Big international food world news today: Chefs Enrique Olvera (Pujol, Mexico City; Cosme, NYC), Andoni Luis Aduriz (Mugaritz, San Sebastian), and Massimo Bottura (Osteria Francescana, Modena) — all of whom have restaurants on the World's 50 Best List — are teaming up to open a restaurant in Cuba. According to Identita Golose (translated), the restaurant will likely be called Pasta, Tapas, Y Tacos, based on the three foods the chefs specialize in. Olvera and Aduriz announced late last year that they had plans to expand to the communist country and open a place that "aspires to be on a hypothetical list of the most fun restaurants in the world." However, the project stalled.

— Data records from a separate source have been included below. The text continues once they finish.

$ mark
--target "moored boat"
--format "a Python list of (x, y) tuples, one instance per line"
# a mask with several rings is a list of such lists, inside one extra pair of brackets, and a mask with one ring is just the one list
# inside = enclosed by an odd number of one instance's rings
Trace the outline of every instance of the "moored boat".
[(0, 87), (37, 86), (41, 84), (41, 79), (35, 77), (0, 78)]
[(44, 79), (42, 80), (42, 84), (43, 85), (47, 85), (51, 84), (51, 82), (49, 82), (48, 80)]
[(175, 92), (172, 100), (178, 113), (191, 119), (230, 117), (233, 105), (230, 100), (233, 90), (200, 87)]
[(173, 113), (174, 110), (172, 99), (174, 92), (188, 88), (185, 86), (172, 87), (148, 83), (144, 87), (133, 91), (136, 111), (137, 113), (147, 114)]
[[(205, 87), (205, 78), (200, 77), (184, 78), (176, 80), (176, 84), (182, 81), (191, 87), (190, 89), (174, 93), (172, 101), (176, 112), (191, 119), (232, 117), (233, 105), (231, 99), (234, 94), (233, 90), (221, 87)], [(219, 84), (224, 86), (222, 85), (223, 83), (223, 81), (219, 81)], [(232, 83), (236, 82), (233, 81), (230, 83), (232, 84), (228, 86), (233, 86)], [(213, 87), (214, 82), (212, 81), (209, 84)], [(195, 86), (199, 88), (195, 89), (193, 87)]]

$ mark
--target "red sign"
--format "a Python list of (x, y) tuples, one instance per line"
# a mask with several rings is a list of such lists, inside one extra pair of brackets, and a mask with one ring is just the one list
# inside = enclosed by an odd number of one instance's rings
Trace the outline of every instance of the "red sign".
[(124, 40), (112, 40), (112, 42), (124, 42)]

Now that Bottura is on board, the chefs have announced steps to make the restaurant a reality. Bottura tells Identita Golose that the restaurant will open in Havana. The trio will "go on an expedition to Cuba in the first week of December" where they will look at "places of potential." Bottura notes that the Italian ambassador has helped set up the trip so that they can visit without any "anxieties or expectations." President Obama re-established diplomatic relations between the U.S. and Cuba in December for the first time in 56 years making it easier for Cuba to trade with other countries and for Americans to visit.

Still, the chefs must overcome a number of hurdles in order to open their new Havana restaurant. Chiefly, they need to figure out how to obtain access to fresh food. Bottura notes: "There is little fresh food... what little they have, [they import from Canada], historically friends of the Cubans... they mainly [have] chicken and beans [in Cuba]." Still, the chefs are determined. Bottura tells the Gazzetta Di Modena (translated) that Cuba "will be the new destination [hotspot in] the next ten years" and that all three of the chefs "like challenges."